Again, I really do not intend to be mean when I say this – I hope my comment doesn’t come across that way. Actually, I really appreciate your comment so thank you for posting it.

Tressa 08.31.10 at 11:42 pm

I know this is about a year later, but I was searching on the internet and found this; Eric Charles, you have a soothing way of giving advice. Its not harsh; it’s a removed perspective with gentle words. I love this piece.

The whole idea of what you invest in them is equivalent to how much they mean to you– this is absolutely true. So it entirely makes sense that someone that doesn’t have much time in their life wouldn’t want to invest in something that isn’t guaranteed (i.e. new relationships). They’re time is being spent investing in things to build stability (studying for degrees, getting their emotional footing back). Investing in something unpredictable takes courage and A LOT of effort. Therefore, if it doesn’t last, the whole investment was counter-intuitive to those other moments invested in FINDING stability.

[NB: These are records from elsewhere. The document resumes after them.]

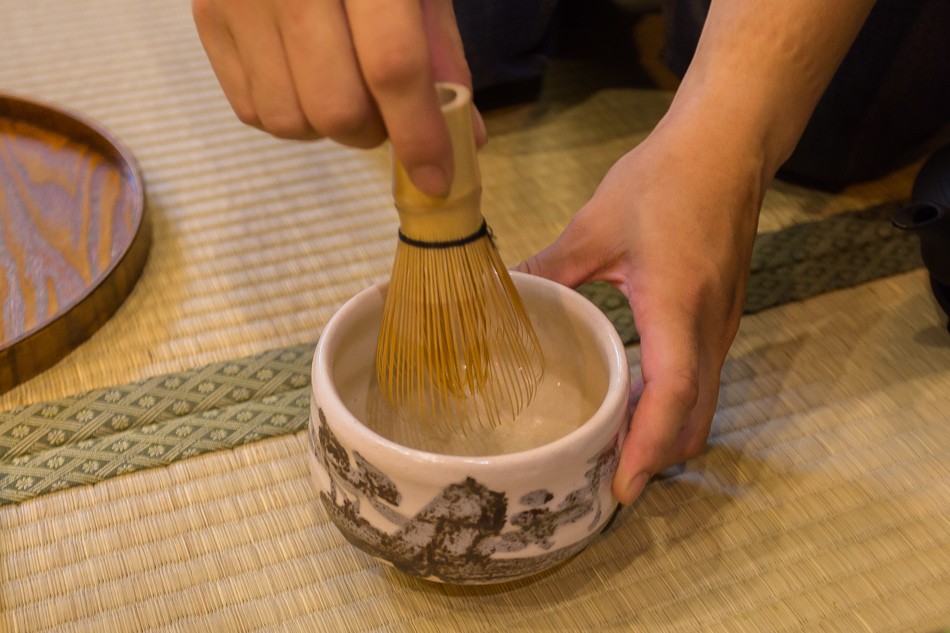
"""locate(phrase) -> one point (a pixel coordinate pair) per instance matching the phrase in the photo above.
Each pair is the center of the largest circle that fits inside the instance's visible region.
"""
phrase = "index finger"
(670, 363)
(394, 58)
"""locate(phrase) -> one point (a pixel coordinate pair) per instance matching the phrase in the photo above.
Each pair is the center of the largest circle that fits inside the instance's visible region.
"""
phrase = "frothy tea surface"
(559, 407)
(574, 385)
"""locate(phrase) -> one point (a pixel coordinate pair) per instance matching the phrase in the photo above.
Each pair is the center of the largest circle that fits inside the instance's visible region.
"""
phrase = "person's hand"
(672, 226)
(355, 71)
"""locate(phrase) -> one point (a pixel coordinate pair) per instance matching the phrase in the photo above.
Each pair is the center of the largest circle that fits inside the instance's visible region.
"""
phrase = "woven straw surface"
(821, 505)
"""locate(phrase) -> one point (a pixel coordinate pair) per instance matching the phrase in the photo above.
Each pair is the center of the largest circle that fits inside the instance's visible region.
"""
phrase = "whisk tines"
(456, 344)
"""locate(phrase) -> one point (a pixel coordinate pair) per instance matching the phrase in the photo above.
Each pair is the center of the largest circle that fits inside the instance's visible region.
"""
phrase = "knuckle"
(341, 120)
(390, 70)
(247, 115)
(285, 123)
(684, 388)
(201, 11)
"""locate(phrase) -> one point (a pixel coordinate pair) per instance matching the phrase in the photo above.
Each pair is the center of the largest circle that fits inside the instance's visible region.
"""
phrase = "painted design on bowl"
(465, 533)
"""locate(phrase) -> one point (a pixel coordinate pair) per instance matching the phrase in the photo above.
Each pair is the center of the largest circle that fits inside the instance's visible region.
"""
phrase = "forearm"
(760, 68)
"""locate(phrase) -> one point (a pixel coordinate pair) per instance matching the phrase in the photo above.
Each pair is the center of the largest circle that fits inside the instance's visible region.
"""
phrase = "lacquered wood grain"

This is just like that famous idiom: Don’t put all of your eggs in one basket.
For me, I tend not to like spreading myself thin socially, so I enjoy investing time in specific relationships, situations, etc. It is tiring to spread put all of your eggs in one basket, if the basket gets dumped, all the eggs are cracked, and naturally, you lose it all.

However, KNOWING, not questioning, is what lets us know its safe to fill one basket.

If its not known, I don’t put my eggs in other social baskets,
I put them in my basket. It sounds self-centered, but it’s more self-love. When I am seeing myself with (I love how Bella put it) ‘question marks’ over a relationship, I take those eggs I’m contemplating putting into the ‘questioned’ basket, and instead put them into something I love, like painting, drawing, dancing, etc. And they are self esteem builders that are internal, not external. I stand to lose nothing from them, only fill my soul.

I really love this thread. It gives me hope in my own gut instincts. When I feel its off, my gut is feeling it may be losing some of its…
haha eggs…
haha! So I stop, listen, and put my investments in something joyful, not tentative, until I feel its right.